I’ve noticed some unexpected behaviour concerning health checks and proxy routing when resuming from a suspended state. Here’s what seems to happen:
-
An initial HTTP request hits the proxy, causing the machine in a suspended state to resume.
-
The machine becomes reachable.
-
A health check is reported as failing, but I don’t believe it’s actually running, as there are no server access logs indicating this (details provided below).
-
Despite the failing health check, the initial request is routed to the web server and is successfully handled.
-
Subsequent requests, however, are not routed to the machine. These requests (e.g., for assets like stylesheets) stall until the next health check (up to 15 seconds later) passes.

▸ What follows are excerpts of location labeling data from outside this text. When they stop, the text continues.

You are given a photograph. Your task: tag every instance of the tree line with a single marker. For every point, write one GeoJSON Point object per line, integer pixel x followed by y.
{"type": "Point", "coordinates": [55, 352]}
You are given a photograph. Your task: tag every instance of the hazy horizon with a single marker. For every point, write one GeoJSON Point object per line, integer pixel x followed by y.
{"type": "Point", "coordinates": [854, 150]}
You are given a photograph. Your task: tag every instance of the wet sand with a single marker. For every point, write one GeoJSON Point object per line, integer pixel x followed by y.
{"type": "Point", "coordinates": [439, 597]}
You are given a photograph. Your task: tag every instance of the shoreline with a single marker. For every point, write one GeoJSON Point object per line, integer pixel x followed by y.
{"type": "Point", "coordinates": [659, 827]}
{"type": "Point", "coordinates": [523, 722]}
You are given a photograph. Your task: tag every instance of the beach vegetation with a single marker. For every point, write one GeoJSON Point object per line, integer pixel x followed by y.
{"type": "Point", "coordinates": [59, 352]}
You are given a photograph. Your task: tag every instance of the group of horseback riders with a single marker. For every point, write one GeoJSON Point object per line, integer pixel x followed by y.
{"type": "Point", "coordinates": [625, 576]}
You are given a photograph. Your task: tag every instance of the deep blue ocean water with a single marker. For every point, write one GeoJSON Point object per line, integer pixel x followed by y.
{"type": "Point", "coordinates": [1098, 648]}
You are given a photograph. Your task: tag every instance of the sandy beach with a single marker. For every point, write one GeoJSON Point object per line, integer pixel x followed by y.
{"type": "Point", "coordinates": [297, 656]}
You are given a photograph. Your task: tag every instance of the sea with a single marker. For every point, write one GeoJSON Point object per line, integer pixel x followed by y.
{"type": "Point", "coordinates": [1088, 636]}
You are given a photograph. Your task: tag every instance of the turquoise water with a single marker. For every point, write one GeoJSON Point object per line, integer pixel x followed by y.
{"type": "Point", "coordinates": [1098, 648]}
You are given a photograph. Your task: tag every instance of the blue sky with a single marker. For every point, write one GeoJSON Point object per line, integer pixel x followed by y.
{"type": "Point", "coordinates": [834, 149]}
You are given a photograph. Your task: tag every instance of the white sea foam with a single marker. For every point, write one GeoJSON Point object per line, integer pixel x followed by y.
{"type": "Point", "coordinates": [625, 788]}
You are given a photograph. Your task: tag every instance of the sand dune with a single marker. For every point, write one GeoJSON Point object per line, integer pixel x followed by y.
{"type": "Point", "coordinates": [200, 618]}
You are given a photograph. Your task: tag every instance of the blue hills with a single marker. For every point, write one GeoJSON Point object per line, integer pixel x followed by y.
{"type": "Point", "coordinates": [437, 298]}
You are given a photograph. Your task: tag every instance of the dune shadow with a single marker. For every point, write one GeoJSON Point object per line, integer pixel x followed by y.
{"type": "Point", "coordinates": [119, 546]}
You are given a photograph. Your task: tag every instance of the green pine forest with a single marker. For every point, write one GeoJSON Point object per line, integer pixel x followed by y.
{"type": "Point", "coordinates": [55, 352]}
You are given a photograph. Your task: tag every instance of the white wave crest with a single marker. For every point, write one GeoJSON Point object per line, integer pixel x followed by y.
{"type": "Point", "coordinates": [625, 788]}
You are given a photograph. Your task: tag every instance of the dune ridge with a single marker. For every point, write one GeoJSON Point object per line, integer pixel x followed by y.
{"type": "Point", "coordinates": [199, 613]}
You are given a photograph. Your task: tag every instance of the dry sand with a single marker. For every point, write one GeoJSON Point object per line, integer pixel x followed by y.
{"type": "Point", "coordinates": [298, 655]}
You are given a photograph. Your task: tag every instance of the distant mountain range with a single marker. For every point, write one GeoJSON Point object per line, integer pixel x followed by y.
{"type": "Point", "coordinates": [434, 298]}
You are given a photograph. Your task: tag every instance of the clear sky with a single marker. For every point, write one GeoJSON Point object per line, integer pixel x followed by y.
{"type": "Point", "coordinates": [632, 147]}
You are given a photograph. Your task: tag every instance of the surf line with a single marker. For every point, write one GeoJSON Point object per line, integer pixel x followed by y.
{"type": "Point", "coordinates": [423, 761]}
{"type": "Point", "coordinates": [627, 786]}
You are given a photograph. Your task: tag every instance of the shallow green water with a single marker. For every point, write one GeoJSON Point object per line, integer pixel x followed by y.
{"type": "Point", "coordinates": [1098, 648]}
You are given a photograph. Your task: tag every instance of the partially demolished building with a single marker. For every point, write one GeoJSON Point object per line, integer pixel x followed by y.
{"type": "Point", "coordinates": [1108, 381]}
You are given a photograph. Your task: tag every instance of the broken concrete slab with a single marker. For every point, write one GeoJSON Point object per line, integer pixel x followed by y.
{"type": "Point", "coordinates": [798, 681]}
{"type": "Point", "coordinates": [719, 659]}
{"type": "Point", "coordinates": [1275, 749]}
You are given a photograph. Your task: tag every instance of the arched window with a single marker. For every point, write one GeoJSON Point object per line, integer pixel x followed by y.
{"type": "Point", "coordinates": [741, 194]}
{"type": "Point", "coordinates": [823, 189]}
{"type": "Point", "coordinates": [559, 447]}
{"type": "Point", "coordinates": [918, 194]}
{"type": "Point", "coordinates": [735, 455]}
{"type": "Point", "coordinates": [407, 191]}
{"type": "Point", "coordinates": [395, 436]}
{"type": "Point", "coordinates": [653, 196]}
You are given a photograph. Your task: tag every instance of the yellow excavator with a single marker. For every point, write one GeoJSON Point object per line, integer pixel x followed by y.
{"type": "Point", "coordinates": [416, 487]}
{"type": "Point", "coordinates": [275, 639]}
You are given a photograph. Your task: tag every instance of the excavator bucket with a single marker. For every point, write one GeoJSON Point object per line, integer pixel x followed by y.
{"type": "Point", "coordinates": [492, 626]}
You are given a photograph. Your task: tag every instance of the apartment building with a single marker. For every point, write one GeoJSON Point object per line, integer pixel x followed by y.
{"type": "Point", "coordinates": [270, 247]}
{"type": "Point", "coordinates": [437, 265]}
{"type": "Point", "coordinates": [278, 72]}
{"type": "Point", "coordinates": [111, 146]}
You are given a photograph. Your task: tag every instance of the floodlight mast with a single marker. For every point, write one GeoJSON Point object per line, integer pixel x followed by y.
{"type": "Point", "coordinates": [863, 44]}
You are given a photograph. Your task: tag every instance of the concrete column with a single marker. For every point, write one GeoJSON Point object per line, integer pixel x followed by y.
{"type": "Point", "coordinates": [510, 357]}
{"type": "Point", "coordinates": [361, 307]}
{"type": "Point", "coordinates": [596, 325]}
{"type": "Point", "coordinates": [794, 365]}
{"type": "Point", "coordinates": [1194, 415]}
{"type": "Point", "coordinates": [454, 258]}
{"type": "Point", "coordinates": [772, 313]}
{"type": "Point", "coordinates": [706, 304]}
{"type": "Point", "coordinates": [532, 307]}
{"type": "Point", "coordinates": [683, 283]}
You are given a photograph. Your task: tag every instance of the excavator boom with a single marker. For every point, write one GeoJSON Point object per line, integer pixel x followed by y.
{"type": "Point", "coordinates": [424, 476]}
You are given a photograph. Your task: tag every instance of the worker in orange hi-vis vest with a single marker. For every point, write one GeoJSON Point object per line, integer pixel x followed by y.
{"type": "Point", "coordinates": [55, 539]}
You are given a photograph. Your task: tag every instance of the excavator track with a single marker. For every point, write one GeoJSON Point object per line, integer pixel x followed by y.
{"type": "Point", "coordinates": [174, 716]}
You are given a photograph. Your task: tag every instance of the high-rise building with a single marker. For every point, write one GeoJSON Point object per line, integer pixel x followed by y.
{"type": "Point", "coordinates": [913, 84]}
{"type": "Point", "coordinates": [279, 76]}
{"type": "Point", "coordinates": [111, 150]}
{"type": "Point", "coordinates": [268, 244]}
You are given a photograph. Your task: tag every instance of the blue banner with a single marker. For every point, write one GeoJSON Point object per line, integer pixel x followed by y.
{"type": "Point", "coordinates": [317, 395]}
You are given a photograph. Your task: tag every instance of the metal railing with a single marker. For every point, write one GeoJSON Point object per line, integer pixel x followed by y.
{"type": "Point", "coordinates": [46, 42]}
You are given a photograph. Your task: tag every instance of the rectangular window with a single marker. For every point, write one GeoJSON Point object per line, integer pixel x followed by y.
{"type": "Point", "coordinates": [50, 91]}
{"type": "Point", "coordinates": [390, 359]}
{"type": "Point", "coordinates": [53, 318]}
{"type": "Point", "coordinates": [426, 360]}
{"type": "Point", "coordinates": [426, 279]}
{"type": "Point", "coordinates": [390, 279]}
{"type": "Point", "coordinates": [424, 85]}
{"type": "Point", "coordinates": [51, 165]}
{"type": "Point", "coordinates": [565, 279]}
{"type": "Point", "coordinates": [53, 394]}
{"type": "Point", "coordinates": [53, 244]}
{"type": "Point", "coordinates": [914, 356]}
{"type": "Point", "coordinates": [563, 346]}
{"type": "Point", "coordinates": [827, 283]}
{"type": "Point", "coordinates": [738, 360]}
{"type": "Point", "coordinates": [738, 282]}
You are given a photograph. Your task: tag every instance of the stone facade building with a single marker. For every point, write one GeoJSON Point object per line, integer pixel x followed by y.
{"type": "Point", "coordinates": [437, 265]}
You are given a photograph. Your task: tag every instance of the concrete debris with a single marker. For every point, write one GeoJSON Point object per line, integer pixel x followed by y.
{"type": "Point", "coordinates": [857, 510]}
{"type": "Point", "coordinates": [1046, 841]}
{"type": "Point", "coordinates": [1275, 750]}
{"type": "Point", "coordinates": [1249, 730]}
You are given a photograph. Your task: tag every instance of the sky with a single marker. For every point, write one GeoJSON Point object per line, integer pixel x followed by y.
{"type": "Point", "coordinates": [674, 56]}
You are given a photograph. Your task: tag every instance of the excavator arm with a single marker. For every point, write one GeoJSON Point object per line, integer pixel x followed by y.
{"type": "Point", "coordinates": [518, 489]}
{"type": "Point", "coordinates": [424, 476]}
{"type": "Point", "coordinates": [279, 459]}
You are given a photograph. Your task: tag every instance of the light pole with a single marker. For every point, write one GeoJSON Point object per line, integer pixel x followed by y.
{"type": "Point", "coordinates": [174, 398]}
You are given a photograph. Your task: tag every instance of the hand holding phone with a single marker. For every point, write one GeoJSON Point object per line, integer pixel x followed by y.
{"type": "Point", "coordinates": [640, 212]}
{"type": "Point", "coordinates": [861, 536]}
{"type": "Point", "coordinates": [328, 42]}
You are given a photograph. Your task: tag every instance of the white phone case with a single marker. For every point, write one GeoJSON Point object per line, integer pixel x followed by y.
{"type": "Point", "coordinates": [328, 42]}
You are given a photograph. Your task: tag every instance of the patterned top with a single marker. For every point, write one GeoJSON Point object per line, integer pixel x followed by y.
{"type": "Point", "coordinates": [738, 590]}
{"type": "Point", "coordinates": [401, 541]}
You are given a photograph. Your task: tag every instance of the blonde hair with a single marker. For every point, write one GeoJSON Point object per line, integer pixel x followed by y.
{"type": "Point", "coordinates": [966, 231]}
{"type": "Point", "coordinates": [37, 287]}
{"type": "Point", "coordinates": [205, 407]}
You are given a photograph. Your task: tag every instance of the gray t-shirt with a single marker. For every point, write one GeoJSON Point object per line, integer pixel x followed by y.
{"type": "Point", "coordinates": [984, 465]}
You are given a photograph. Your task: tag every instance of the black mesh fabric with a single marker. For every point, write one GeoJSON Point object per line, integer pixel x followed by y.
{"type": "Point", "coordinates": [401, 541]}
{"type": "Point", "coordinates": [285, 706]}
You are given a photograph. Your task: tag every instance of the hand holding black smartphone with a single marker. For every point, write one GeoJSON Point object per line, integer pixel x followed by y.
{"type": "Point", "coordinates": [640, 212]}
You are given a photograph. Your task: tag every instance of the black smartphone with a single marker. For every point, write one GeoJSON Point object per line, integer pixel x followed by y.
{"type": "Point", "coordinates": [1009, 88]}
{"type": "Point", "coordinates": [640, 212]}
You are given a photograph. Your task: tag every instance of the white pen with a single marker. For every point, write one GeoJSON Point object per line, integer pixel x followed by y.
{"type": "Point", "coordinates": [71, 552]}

The outcome is a web app which takes about ten seconds to load a visible web page from a suspended state. This delay occurs even though the initial HTTP request, which triggers the machine’s resume, is processed swiftly.
Observations
-
Step 3: It seems there’s a bug here. If the health check were running as expected, it should have shown up in my logs.
-
Step 4 and 5: This behaviour raises questions about the expected behaviour when a health check fails immediately after a machine resumes. Afterall, the purpose of resuming from a suspend (rather than stopped) state is to be able to serve requests quickly, and if we have to wait for a full health check cycle, it somewhat defeats the purpose of having a fast resume mechanism.
Questions
-
Why does the health check indicate that it has executed (step 3), but there is no evidence of it actually running?
-
Is it expected behaviour for the initial request (step 4) to be routed successfully even if the health check fails?
-
If the initial request routing in step 4 is intended, why are subsequent requests not routed? If it is not intended, should the health check mechanism be adjusted to allow for much faster retries after resuming from a suspended state? Waiting up to 15 seconds for the next health check interval significantly undermines the usefulness of the suspend/resume feature.
Supporting Logs
Below are the logs demonstrating the issue.
Fly.io logs
2025-01-02T22:47:51.093 app[5683049c50ee38] lhr [info] 172.19.6.217 - - [02/Jan/2025:22:47:51 +0000] "GET /gallery HTTP/1.1" 200 22002 "-" "Consul Health Check" "-"
2025-01-02T22:47:57.860 app[5683049c50ee38] lhr [info] Virtual machine has been suspended
2025-01-02T22:48:33.454 proxy[5683049c50ee38] lhr [info] Starting machine
2025-01-02T22:48:33.575 app[5683049c50ee38] lhr [info] 2025-01-02T22:48:33.575340181 [01JGMFZE6EYMHV9AWW408ARA8D:main] Running Firecracker v1.7.0
2025-01-02T22:48:33.665 runner[5683049c50ee38] lhr [info] Machine started in 203ms
2025-01-02T22:48:33.674 proxy[5683049c50ee38] lhr [info] machine became reachable in 7.308649ms
2025-01-02T22:48:33.826 health[5683049c50ee38] lhr [error] Health check on port 80 has failed. Your app is not responding properly. Services exposed on ports [80, 443] will have intermittent failures until the health check passes.
2025-01-02T22:48:39.571 health[5683049c50ee38] lhr [info] Health check on port 80 is now passing.
Nginx access logs
172.19.6.217 - - [02/Jan/2025:22:47:51 +0000] "GET /gallery HTTP/1.1" 200 22002 "-" "Consul Health Check" "-"
172.16.6.218 - - [02/Jan/2025:22:47:56 +0000] "GET /gallery HTTP/1.1" 200 71764 "-" "curl/7.88.1" "2a00:23c7:a1b9:7201:4a15:349d:6f3c:9adc, 2a09:8280:1::3b:314d:0"
172.19.6.217 - - [02/Jan/2025:22:48:38 +0000] "GET /gallery HTTP/1.1" 200 22002 "-" "Consul Health Check" "-"
We observe that the final health check occurs at 22:47:51
before the machine is suspended. According to the Fly.io logs, after the machine resumes at 22:48:33
, a health check is marked as failing. However, this failing health check does not appear in the Nginx access logs as the next logged request. Instead, the next request is from a curl
command, which is the HTTP request that triggered the machine’s resume (the timestamp discrepancy for the curl request is due to the machine’s clock taking a few seconds to update after resuming, so it can be ignored).
Following this, we see a passing health check recorded at 22:48:38
, which aligns with the Fly.io logs. This suggests that while the logs record the failing health check at 22:48:33
, there is no actual evidence of this request being made to the server. This discrepancy leads me to believe that the failing health check may not have been executed properly or was skipped entirely.